COLUMBUS, Ohio (WCMH) — With all the talk of a bourbon lottery by Ohio Liquor Control, we asked our readers, what is your favorite distillery in Central Ohio?

These are the result, in order:

Bourbon or Whiskey? The question really is about where is bourbon made? I lived most of my adult life in Kentucky. There, the tale is only bourbon is made in the Bluegrass State, and anything outside is whiskey.

The debate became super real in the NBC4i newsroom earlier this week when Ohio Liquor Control announced a lottery for people to get an opportunity to purchase high-priced bottles of alcohol.

Let’s start with the legal definition of what “Bourbon Whiskey” actually is.

Here’s the deal. Kentucky makes most of the bourbon in the world. After all, it is the home of Maker’s Mark, Old Forester and Wild Turkey (sometimes referred to as the “Kicking Chicken.”) Besides, the state offers the Bourbon Trail and Louisville offers the Urban Bourbon Trail for tourists to get around the area and sample some of the finest distilleries.

According to the Title 27 of alcohol, tobacco products, and firearms, Chapter I – Alcohol and Tobacco Tax and Trade Bureau, Department of the Treasury, Subchapter A – Alcohol, Part 5 – Labeling and advertising of distilled spirits, subpart C- Standards of Identity for Distilled Spirits, (also known as 27 CFR § 5.22 -The standards of identity:

(B)(1)(i) “Bourbon whisky”, “rye whisky”, “wheat whisky”, “malt whisky”, or “rye malt whisky” is whisky produced at not exceeding 160° proof from a fermented mash of not less than 51 percent corn, rye, wheat, malted barley, or malted rye grain, respectively, and stored at not more than 125° proof in charred new oak containers; and also includes mixtures of such whiskies of the same type.
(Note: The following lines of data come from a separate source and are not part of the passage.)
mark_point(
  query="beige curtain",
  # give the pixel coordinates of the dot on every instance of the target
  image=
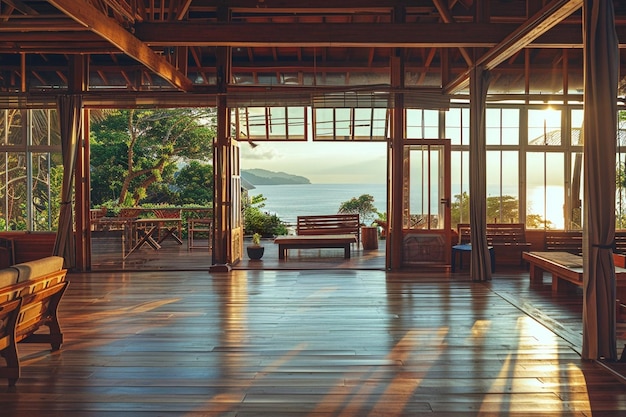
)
(69, 108)
(480, 267)
(599, 130)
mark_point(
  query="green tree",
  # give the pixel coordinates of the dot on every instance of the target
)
(362, 205)
(195, 184)
(136, 152)
(258, 221)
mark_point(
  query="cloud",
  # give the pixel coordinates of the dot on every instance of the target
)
(260, 153)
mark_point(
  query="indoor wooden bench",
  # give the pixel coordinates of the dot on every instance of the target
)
(507, 239)
(342, 241)
(565, 268)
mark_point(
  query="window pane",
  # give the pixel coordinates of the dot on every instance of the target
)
(577, 125)
(575, 215)
(460, 187)
(296, 119)
(502, 187)
(545, 191)
(502, 126)
(14, 120)
(15, 191)
(544, 127)
(422, 124)
(457, 126)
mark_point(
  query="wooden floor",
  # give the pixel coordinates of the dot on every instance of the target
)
(107, 256)
(332, 342)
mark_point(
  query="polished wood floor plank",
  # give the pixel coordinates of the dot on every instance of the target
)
(313, 343)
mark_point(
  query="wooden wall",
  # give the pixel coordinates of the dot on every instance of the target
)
(28, 246)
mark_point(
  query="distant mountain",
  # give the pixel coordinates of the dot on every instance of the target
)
(258, 176)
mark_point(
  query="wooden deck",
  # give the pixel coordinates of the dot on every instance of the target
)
(107, 256)
(313, 343)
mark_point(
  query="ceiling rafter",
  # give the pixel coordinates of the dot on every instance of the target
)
(548, 17)
(446, 16)
(127, 43)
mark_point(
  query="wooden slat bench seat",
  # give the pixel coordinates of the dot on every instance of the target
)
(572, 241)
(565, 268)
(342, 241)
(507, 239)
(564, 241)
(30, 293)
(329, 224)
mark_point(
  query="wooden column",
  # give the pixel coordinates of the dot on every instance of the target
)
(222, 195)
(77, 84)
(395, 234)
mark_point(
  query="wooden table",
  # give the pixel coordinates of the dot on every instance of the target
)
(314, 242)
(142, 233)
(459, 249)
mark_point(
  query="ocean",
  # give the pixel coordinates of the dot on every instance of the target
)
(290, 201)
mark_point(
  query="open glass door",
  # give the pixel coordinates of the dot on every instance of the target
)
(426, 203)
(236, 254)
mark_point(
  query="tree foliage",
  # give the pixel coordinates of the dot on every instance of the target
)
(137, 153)
(258, 221)
(362, 205)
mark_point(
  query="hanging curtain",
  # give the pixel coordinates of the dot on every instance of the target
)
(69, 108)
(600, 115)
(480, 265)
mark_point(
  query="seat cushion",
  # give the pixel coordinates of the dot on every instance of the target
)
(8, 276)
(38, 268)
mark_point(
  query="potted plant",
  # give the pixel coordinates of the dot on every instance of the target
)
(256, 250)
(364, 206)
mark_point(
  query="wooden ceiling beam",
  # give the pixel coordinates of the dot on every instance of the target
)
(21, 7)
(540, 23)
(47, 24)
(423, 35)
(108, 28)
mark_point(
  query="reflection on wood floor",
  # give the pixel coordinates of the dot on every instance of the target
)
(313, 343)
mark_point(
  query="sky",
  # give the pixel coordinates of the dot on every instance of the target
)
(321, 163)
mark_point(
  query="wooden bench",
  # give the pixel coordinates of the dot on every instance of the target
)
(572, 241)
(507, 239)
(565, 268)
(564, 241)
(329, 224)
(27, 304)
(342, 241)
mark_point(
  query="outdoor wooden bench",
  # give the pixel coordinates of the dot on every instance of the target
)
(329, 224)
(342, 241)
(507, 239)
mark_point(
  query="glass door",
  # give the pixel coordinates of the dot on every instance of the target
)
(426, 203)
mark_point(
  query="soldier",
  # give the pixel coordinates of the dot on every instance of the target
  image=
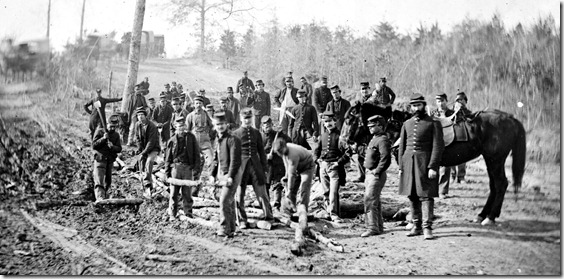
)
(259, 101)
(162, 116)
(106, 146)
(228, 161)
(94, 115)
(234, 105)
(321, 97)
(147, 137)
(305, 124)
(252, 162)
(136, 101)
(308, 89)
(378, 158)
(286, 99)
(442, 110)
(224, 107)
(182, 160)
(199, 123)
(420, 152)
(245, 85)
(275, 170)
(178, 112)
(338, 106)
(297, 161)
(330, 157)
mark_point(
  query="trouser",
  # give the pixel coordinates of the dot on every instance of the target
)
(181, 171)
(227, 207)
(330, 182)
(459, 171)
(297, 199)
(146, 167)
(247, 171)
(444, 180)
(421, 210)
(102, 175)
(372, 204)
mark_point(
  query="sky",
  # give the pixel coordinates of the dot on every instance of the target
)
(27, 19)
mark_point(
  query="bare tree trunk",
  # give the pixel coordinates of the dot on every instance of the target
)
(134, 51)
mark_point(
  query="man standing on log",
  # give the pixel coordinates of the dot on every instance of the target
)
(298, 161)
(147, 137)
(182, 159)
(95, 120)
(106, 145)
(378, 160)
(420, 152)
(227, 164)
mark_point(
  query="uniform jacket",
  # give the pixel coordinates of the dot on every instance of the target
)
(100, 145)
(147, 137)
(421, 148)
(279, 97)
(378, 156)
(252, 149)
(191, 150)
(340, 110)
(321, 97)
(227, 155)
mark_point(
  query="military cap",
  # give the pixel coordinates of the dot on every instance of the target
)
(417, 98)
(328, 115)
(140, 110)
(266, 119)
(199, 99)
(461, 96)
(219, 116)
(376, 119)
(441, 96)
(247, 113)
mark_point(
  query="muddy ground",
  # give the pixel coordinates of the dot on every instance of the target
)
(45, 156)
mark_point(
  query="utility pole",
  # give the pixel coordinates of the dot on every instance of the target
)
(48, 18)
(82, 21)
(134, 50)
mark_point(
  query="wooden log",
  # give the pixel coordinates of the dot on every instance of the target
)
(118, 202)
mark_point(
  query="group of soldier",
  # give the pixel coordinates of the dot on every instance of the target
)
(239, 146)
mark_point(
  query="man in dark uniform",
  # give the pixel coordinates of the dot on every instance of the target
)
(147, 137)
(286, 99)
(227, 163)
(321, 97)
(305, 124)
(275, 170)
(178, 112)
(106, 146)
(378, 159)
(330, 157)
(234, 105)
(420, 152)
(162, 116)
(259, 101)
(182, 159)
(338, 106)
(253, 162)
(94, 115)
(442, 110)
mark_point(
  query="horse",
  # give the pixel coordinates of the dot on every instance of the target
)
(493, 135)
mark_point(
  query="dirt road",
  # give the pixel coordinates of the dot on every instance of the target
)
(44, 156)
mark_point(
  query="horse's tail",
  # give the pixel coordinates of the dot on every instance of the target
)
(519, 156)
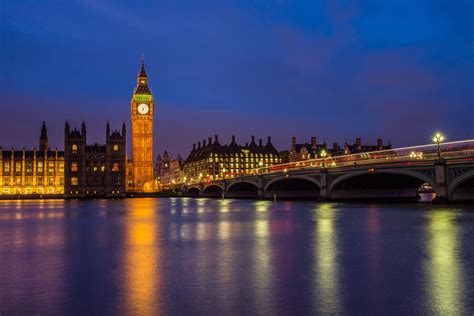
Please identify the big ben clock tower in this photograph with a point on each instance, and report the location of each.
(142, 110)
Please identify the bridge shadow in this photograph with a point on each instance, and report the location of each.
(212, 191)
(243, 190)
(193, 192)
(379, 186)
(293, 189)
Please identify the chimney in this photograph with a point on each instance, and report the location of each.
(380, 143)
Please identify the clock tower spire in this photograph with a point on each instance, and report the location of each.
(142, 112)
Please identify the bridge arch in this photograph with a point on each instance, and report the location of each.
(213, 191)
(242, 189)
(381, 184)
(193, 191)
(462, 188)
(293, 187)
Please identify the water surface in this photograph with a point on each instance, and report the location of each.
(204, 256)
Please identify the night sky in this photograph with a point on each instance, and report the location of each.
(398, 70)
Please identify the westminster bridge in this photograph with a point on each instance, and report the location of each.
(445, 169)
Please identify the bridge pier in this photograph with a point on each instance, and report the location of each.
(261, 188)
(441, 178)
(323, 192)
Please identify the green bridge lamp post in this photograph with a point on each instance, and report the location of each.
(438, 139)
(323, 155)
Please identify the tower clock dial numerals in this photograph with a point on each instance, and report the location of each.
(143, 108)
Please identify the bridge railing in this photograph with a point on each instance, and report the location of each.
(412, 155)
(421, 154)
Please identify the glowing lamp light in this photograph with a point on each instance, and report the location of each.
(438, 139)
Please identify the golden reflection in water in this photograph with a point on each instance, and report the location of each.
(262, 256)
(141, 272)
(327, 267)
(223, 230)
(224, 206)
(444, 270)
(262, 206)
(201, 203)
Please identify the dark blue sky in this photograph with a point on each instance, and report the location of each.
(399, 70)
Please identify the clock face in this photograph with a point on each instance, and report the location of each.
(143, 108)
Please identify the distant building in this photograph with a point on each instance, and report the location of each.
(212, 160)
(313, 150)
(169, 171)
(32, 172)
(94, 170)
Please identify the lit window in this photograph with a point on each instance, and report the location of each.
(115, 167)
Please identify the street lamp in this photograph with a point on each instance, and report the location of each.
(438, 139)
(323, 155)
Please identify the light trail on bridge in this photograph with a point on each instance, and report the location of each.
(419, 154)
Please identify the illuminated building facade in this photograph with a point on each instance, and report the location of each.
(142, 111)
(211, 160)
(169, 171)
(32, 172)
(312, 150)
(94, 170)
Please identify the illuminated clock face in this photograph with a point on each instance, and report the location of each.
(143, 108)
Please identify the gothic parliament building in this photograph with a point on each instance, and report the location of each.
(85, 170)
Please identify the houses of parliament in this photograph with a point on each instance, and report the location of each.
(85, 170)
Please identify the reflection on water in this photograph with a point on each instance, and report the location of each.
(141, 260)
(444, 270)
(327, 285)
(214, 256)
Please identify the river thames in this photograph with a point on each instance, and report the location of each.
(205, 256)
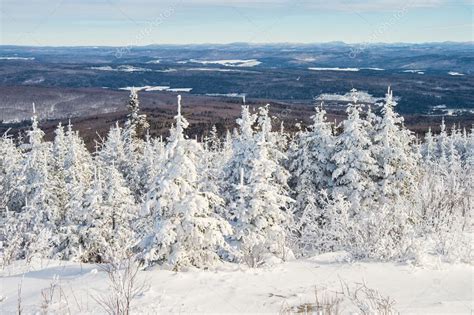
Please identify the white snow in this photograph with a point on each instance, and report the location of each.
(227, 63)
(414, 71)
(334, 69)
(239, 95)
(220, 70)
(180, 90)
(149, 88)
(124, 68)
(17, 58)
(362, 96)
(435, 288)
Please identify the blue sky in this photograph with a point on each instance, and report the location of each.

(2) “Whisky distilled from bourbon (rye, wheat, malt, or rye malt) mash” is whisky produced in the United States at not exceeding 160° proof from a fermented mash of not less than 51 percent corn, rye, wheat, malted barley, or malted rye grain, respectively, and stored in used oak containers; and also includes mixtures of such whiskies of the same type. Whisky conforming to the standard of identity for corn whisky must be designated corn whisky.

Grapes and Grains simplify the criteria for making bourbon.

  • Produced in the United States
  • Made from a grain mixture that is at least 51 percent corn
  • Aged in new, charred oak barrel
  • Distilled to no more than 160 US proof (80 percent alcohol by volume) and bottled at 80 US proof or more (40 percent by volume)

Much to my surprise, there is nothing in the document mentioning the great state of Kentucky. 😔 The reason Kentucky is a bourbon distilling state has more to do with the people who settled there.

According to History.com, most of the people who immigrated there in the 1700s were from Germany, Scotland, and northern sections of Ireland, and they brought with them their knowledge of whiskey-distilling.

Mark that up with when Kentucky was still a part of Virginia and the Virginia Corn Patch and Cabin Rights Act that allowed settlers to claim 400 acres to plant corn. It just so happens corn is the main ingredient for bourbon.